For the rest of his life, Miller was called the “founder of football,” and as the college game exploded in popularity, he became a frequent commentator on the sport.

“I hope American boys always play football,” Miller said in 1933. “It’s good for them – makes men out of them.”

Boston monument

Gerrit Smith Miller, third from the left, poses with five of his Oneida Football Club teammates at the 1925 ceremony at Boston Common honoring the team and its role in the discovery of "football"

He followed the game closely and would often telephone legendary Colgate coach Andy Kerr to discuss the team’s games.

He predicted that professional football “cannot last” because it needed the “college spirit to make it a success.”

Miller died in 1937 at the age of 92.

Ten years later, Miller’s memory was invoked to bring a football hall of fame to Cazenovia.

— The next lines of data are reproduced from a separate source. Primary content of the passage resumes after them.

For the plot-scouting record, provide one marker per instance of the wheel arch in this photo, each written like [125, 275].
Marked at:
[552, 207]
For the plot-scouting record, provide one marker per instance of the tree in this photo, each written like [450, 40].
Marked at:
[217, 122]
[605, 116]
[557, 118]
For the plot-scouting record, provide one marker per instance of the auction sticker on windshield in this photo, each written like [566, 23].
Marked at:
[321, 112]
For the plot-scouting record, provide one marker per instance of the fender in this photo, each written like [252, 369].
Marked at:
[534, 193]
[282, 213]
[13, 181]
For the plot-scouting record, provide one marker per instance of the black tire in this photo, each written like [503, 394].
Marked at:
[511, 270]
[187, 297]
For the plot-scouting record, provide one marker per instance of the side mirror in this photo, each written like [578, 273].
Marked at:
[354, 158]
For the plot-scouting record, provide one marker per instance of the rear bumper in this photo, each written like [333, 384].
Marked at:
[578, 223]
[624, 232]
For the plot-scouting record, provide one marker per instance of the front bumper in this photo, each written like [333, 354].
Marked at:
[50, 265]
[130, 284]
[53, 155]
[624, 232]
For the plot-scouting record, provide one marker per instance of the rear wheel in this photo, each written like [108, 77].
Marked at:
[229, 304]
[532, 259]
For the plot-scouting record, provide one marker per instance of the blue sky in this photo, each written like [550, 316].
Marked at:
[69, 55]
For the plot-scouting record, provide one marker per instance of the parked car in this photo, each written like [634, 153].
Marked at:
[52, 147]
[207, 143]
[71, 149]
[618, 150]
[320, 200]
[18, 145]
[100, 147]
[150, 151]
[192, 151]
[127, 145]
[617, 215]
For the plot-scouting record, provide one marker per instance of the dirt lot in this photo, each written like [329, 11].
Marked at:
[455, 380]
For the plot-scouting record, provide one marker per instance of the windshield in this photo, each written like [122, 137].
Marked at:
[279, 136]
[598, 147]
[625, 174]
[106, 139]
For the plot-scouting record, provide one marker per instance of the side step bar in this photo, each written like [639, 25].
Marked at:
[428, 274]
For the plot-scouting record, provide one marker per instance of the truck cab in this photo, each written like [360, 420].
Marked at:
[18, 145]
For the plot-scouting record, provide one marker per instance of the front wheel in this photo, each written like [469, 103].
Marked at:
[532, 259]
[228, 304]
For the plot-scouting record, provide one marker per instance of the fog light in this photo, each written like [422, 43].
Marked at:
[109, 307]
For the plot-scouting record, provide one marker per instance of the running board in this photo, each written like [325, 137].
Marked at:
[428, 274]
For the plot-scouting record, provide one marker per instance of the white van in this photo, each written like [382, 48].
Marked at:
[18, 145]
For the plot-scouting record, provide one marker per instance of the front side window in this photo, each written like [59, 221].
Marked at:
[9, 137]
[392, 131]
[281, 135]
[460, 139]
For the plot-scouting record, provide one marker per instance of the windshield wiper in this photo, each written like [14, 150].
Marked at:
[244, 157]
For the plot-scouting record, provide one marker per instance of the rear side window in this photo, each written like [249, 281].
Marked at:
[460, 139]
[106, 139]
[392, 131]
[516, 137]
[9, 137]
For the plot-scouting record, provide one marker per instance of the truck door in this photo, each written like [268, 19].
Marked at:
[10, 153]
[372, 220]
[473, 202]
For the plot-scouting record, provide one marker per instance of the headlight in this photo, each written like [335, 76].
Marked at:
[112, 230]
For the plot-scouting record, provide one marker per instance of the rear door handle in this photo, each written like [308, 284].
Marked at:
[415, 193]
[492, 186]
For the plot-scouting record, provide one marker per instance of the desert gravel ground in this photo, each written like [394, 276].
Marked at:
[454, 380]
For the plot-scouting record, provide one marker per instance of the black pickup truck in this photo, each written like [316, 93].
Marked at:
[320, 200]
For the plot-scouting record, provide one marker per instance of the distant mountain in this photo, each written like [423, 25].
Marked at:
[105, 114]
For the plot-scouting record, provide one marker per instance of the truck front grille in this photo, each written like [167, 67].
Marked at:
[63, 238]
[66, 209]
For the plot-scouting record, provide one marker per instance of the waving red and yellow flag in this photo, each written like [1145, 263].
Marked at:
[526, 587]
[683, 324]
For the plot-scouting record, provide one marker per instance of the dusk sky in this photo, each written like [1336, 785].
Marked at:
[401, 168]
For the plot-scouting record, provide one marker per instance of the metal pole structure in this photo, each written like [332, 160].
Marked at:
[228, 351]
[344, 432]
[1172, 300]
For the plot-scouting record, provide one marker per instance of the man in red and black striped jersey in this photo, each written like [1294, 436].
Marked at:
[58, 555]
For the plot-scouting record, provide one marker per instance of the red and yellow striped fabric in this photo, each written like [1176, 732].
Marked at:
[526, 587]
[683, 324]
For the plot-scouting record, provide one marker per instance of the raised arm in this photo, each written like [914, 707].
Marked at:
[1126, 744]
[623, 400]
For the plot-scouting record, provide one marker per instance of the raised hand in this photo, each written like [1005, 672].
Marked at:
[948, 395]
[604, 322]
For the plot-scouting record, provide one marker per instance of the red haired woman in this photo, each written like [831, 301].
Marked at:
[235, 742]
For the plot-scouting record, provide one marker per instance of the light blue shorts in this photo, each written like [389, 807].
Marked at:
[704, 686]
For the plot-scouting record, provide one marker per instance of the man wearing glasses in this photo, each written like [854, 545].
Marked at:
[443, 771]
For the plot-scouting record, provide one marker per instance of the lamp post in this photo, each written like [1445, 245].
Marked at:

“Inasmuch as Cazenovia was the birthplace of Gerrit Smith Miller, football’s founder, what could be more fitting than the suggestion that Cazenovia should be selected as the site for the proposed football shrine,” the Cazenovia Republican wrote on Dec. 11, 1947.

Other communities also submitted bids, including Boston, New Haven, Connecticut and New Brunswick, New Jersey, where, in 1869, Rutgers played Princeton in the first college football game ever played.

In September 1949, New Brunswick was chosen ahead of Cazenovia.

Originally scheduled to open in 1951, the now-called College Football Hall of Fame, did not open its doors until 1978 in Kings Mill, Ohio.

It closed in 1992 and relocated to South Bend, Indiana where it remained until 2012, when a $68 million facility was built in Atlanta, Georgia.